To confirm immunocytochemistry results, total RNA was extracted from the total cell population in the microfluidic device (Fig. 5a) and purified from different conditions at several time points (day 0, 4, and 7). RT-PCR analysis was conducted considering gene markers of TJ proteins, ECM production and several endothelial membrane transporters such as efflux-pumps, passive transports, solute carriers, and receptor-mediated mechanisms. Vessel maturation was investigated in terms of the expression of several markers and proteins, in the case of co-culture and tri-culture conditions, and was compared to the control condition (iPSC-ECs). The mRNA expression of each gene was measured relative to the expression of CD31 and GAPDH (fold change). TJ proteins such as ZO-1, occludin, and claudin-5 were highly up-regulated in the tri-culture condition at day 7 compared to mono-culture and co-culture conditions. Interestingly, the expression of TJ markers in the tri-culture case increased as a function of culture time (Fig. 5b, Supplementary Fig. 10a-e). As expected, GFAP was regulated exclusively in the presence of ACs. PDGFR gene expression was slightly higher in the tri-culture condition while alpha-smooth muscle actin (αSMA) expression was reduced, possibly due to the increased proliferation of iPSC-ECs and PCs stimulated by ACs. Furthermore, basement membrane proteins (collagen IV, laminin) were highly expressed over time in the tri-culture condition compared to the mono- and co-culture cases. In addition, gene expression of several BBB-specific membrane transporters and receptors which exploit several transport mechanisms (passive diffusion, ATP-binding efflux transporter, solute carriers and receptor-mediated transcytosis), such as P-GP, MRP1, MRP4, TF-R, LRP1, LAT-1, GLUT-1, CAT1, MCT1, ABCA1, and BCRP widely increased over time in the tri-culture BBB model (iPSC-ECs+PCs+ACs), compared to iPSC-ECs+PCs and iPSC-ECs microvascular network conditions. Overall after 7 days, the tri-culture condition displayed a constantly increased maturation and upregulation of all examined genes (Fig. 5b, Supplementary Fig. 10a-e, Primer sequences in Supplementary Table 1).

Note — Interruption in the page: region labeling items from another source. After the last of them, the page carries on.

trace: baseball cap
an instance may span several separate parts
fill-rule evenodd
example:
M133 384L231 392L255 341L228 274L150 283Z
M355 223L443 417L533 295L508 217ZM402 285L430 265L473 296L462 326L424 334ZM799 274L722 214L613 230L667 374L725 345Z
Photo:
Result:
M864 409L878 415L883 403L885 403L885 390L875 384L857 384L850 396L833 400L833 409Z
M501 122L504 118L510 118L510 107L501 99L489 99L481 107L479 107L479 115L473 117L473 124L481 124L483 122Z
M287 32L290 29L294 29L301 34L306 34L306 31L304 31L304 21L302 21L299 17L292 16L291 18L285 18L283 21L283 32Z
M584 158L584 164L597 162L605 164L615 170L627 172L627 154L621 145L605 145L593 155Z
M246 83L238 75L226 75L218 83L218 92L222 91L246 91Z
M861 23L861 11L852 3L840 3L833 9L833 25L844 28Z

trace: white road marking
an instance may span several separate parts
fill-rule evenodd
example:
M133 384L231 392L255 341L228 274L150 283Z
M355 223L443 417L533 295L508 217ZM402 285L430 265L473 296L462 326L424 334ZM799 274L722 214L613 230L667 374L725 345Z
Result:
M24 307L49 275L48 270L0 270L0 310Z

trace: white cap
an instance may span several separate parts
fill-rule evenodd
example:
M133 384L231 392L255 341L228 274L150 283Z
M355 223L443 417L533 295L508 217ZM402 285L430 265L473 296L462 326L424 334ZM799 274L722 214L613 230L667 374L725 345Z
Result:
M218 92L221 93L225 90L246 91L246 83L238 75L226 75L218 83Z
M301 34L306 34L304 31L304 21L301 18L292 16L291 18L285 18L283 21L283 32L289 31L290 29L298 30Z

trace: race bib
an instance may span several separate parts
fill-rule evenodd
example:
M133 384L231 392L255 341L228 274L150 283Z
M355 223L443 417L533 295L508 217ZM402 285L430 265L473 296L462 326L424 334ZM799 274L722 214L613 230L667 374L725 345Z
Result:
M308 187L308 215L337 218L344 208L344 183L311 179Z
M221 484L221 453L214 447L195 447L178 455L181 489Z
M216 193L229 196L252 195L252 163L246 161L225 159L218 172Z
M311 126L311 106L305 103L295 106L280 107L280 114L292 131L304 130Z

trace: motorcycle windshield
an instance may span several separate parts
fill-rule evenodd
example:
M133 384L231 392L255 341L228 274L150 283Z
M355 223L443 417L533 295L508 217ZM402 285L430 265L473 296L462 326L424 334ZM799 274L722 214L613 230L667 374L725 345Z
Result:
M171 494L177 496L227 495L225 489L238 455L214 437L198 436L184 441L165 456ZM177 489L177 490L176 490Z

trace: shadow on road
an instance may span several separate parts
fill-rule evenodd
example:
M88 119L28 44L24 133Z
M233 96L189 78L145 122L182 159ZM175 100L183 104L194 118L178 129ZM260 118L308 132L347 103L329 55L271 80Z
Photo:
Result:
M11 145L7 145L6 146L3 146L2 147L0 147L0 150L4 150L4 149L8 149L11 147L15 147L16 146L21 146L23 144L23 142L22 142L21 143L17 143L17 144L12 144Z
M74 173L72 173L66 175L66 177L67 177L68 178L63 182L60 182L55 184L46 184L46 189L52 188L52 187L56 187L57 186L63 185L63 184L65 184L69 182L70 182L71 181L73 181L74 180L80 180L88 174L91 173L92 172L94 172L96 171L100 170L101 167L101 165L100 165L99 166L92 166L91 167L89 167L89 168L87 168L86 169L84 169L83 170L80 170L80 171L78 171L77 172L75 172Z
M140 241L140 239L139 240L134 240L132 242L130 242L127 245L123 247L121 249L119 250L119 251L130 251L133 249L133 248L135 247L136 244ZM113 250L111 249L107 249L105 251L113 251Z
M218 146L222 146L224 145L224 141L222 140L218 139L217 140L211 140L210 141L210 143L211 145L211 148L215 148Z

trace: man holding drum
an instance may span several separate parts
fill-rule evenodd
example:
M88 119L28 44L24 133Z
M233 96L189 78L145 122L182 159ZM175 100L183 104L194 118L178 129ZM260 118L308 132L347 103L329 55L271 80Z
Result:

Distinct cell contributions to BBB permeability

The permeability of the microvessels in our BBB μVN models was computed to assess the practical potential to use our system to mimic solute transport in vivo. In all culture conditions, vessels comprising the entire vascular network were well formed and completely perfusable at day 7 (Supplementary Fig. 8d, Supplementary video 2, 3). Permeability coefficients were measured by introducing solutions containing FITC-dextran tracers in the vasculature (10 & 40 kDa), and capturing confocal images at 5 min intervals and computing themed as explained in Methods (Fig. 6a-d, Supplementary Fig. a-c). With side-channels seeded with iPSC-ECs, permeability to 40 kDa FITC-dextran of the μVN obtained under mono-, co-, and tri-culture conditions progressively decreased: 6.6, 2.5, and 0.89 ×10⁻⁷ cm/s, respectively. A similar trend was observed for the 10 kDa FITC-dextran: 12, 4.8 and 2.2 ×10⁻⁷ cm/s, respectively (Fig. 6e, f). When iPSC-ECs were not added to the side channels, leakage of tracer across the side-walls of the gel region gave rise to higher permeability values, roughly a two-fold increase, due to the artifact associated with the additional source of tracer influx. Side channel seeding helped in several ways. It improved coverage of the exposed side gel surface with an endothelial monolayer, filled gaps that sometimes formed at the gel-post borders, and increased the number and patency of connections between the networks and the main channel (Fig. 7a and Supplementary Fig. 9a-e).